Ford’s new 1.0-liter Ecoboost three-cylinder is much smaller than the typical engines offered in the U.S. That’s because European vehicles have used smaller motors even before the trend of downsizing has become so popular.
The smallest member of the Ecoboost family will debut in the 2012 European Focus. It is turbocharged and direct-injected but it doesn’t have a balance shaft since the flywheel and front pulley were designed to be precisely out of balance to counter vibrations.
Ford claims that this is a first for a production engine. Ford said that the new engine can deliver the power of a 1.6-liter four pot, more particularly, 118hp and 125 lb-ft of torque from only 1,300 rpm. A torque of 147 lb-ft is available for short bursts due to an overboost feature.
A non-turbo variant could generate 98hp. In a statement, Ford said that the engine will be featured first the European Focus and will be offered in the C-MAX and B-MAX next, accordinf to LeftLaneNews.
Ford added that the engine will be offered soon in China and in North America too. Ford has yet to reveal the expected fuel economy gains. Hoare said that the 1.0-litre EcoBoost is “one of the most advanced engines” that Ford has ever made as it utilizes numerous innovative techniques and technologies. He said that this engine demonstrates this principle in Ford’s EcoBoost technology to enhance fuel economy without affecting performance.
The latest generation of the Ford Focus was developed in Europe and is being sold in more than 120 global markets. To boost efficiency, these new Focus models for each market share around 80 percent of their parts. This was made possible by the fact that the next-generation Focus is underpinned by Ford’s new global C-segment platform, which is bound to at least ten new global vehicles and account for two million units of yearly production by 2012.

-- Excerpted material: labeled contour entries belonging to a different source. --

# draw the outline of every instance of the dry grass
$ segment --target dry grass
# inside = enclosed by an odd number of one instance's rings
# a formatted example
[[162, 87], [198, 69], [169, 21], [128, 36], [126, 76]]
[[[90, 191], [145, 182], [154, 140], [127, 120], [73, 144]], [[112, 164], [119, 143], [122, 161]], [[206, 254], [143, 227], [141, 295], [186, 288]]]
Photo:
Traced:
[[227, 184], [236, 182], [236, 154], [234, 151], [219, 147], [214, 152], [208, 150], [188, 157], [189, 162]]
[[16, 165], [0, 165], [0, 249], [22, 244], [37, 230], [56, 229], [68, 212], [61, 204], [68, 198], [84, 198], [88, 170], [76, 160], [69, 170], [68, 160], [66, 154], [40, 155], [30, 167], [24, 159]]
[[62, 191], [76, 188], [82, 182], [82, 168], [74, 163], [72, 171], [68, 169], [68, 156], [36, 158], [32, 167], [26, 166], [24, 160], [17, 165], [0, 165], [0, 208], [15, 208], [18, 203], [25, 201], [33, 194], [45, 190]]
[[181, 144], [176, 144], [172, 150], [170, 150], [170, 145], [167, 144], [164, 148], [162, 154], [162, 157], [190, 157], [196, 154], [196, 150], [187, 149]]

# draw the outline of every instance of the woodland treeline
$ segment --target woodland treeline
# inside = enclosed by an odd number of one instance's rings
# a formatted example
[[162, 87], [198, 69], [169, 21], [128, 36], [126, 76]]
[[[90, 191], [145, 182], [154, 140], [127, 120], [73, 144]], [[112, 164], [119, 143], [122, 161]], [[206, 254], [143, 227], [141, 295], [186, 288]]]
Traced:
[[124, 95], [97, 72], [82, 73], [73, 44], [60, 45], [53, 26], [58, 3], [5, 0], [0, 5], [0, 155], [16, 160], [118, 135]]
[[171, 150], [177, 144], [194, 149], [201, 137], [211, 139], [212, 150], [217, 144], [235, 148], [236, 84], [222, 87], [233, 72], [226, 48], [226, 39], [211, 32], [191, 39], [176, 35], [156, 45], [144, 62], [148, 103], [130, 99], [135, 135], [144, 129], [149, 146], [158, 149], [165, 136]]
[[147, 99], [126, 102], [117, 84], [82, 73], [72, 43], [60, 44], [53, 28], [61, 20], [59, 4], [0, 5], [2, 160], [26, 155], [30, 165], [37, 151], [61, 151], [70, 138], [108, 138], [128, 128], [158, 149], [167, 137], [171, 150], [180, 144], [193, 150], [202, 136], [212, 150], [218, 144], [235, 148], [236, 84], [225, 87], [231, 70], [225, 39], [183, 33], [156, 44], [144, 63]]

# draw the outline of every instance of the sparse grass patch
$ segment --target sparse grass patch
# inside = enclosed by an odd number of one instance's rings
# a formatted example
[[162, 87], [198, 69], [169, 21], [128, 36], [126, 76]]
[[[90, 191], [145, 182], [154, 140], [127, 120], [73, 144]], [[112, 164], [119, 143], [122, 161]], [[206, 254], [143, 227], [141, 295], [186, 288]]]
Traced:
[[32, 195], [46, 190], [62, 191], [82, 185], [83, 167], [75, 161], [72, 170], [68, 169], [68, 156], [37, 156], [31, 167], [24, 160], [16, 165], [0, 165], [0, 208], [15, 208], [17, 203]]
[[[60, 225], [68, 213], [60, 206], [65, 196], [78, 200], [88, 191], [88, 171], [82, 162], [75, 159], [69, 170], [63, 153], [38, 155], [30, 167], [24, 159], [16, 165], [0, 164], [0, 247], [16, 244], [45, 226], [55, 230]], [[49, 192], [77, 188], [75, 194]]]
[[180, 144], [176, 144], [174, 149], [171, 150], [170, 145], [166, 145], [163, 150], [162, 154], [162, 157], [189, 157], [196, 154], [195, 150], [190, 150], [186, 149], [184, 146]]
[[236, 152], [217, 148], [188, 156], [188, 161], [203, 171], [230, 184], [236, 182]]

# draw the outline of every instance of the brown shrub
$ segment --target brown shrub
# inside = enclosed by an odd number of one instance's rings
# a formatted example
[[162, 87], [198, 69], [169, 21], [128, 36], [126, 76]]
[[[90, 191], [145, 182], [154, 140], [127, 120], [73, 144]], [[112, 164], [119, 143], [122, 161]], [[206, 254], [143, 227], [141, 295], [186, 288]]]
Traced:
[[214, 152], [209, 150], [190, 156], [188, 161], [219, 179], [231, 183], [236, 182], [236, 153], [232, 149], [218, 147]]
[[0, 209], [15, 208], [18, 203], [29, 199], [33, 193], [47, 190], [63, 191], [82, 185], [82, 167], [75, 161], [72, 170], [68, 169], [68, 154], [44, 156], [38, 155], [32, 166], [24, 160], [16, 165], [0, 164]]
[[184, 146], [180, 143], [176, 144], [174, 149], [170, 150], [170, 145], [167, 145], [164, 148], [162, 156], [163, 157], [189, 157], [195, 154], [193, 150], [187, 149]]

Kuzak remarked that the unveiling of the three core Focus body styles in Paris, France, marks a new milestone for Ford’s global C-car strategy. He quipped that Ford will commence production of the new Focus simultaneously at its assembly sites in Saarlouis, Germany, and Michigan, United States, in the next few months. Kuzak also disclosed that Ford is not planning to expand the three-model next-generation Focus range with a three-door or a Coupé-Cabriolet.
He explained that with Ford’s decision to adopt a coupé-like design for the five-door hatchback, it would be unviable to create a three-door version. However, Kuzak said, the three-model Focus range already offers an ideal blend of athletic and dynamic appearance with every-day practicality.
Kuzak said that for customers seeking a C-car with the same dynamic look but with extra space, the stylish new C-MAX would be a perfect proposition. Ford also unveiled at Paris its new Ford Focus ST performance model, which would be launched in 2012. This new Ford Focus ST will be powered by a 250 PS Ford EcoBoost engine. For now, Ford’s assembly facilities in Saarlouis and Michigan are getting ready for simultaneous production by the end of 2010.
Ford’s Saarlouis site will build all three Ford Focus body styles while the Michigan facility will only produce the 4-door and 5-door derivatives. By mid-2011, Ford’s assembly plant in St. Petersburg, Russia will commence production of the new 4-door and 5-door models. By early 2012, Ford’s manufacturing site in Chongqing, China, will also begin building the new Focus.